Why it matters: Facebook calls the technique “radioactive data” because it is analogous to the use of radioactive markers in medicine, which show up in the body under x-ray. Highlighting what data has been used to train an AI makes models more transparent, flagging potential sources of bias—such as a model trained on an unrepresentative set of images—or revealing when a data set was used without permission or for inappropriate purposes.

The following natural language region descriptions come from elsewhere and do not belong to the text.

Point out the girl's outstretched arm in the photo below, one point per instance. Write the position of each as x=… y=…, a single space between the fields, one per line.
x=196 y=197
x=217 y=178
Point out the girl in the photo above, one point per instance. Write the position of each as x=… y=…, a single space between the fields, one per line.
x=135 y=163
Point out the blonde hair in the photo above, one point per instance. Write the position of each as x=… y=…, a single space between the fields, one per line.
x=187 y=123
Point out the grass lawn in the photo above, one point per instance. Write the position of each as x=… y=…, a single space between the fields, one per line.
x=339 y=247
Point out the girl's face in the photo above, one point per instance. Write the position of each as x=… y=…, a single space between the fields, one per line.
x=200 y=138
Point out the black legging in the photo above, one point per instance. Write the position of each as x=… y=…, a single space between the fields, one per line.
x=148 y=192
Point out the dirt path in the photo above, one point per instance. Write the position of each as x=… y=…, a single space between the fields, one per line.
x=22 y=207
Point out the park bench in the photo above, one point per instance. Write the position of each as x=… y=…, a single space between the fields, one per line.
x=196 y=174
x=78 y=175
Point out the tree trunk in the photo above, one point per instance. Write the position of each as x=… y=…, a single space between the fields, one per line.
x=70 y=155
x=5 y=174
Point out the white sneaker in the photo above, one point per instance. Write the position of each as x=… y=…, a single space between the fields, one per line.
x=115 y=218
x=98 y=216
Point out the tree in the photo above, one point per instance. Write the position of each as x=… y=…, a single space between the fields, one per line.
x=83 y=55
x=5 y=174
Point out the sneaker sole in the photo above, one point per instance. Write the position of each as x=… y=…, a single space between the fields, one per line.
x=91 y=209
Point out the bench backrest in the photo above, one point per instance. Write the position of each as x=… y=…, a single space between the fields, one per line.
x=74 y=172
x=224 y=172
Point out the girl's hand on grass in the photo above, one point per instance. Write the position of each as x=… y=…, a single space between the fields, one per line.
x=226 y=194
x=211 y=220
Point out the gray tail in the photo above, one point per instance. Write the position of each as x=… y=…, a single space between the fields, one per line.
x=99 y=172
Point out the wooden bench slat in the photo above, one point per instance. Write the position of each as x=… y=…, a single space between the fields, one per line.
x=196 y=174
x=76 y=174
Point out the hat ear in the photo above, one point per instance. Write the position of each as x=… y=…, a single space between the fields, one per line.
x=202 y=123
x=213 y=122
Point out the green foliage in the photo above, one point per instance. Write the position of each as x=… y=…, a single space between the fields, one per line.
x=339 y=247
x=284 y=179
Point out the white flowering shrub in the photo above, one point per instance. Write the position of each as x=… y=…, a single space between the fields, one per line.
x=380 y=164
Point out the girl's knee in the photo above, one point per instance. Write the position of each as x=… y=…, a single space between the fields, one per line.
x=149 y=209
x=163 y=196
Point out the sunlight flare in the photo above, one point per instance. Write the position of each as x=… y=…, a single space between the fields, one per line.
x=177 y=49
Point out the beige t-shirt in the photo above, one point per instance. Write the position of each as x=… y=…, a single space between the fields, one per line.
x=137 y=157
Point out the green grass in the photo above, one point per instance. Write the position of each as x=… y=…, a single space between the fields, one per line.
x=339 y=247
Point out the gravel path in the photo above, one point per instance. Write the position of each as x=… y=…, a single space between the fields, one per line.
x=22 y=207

Smart cities: A leading electric vehicle charging network and a trade group that represents America’s travel plazas and truck stops said on Thursday they plan to leverage $1 billion through public and private funding sources over the next decade to encourage the broader adoption of EVs. Automakers Volkswagen AG, General Motors Co and Ford Motor Co have announced plans to spend billions of dollars over the next several years launching EVs in a bid to directly challenge electric carmaker Tesla Inc, which has its own network of charging stations. Investor enthusiasm for electric vehicles has sent shares in Tesla and big battery makers soaring in recent days.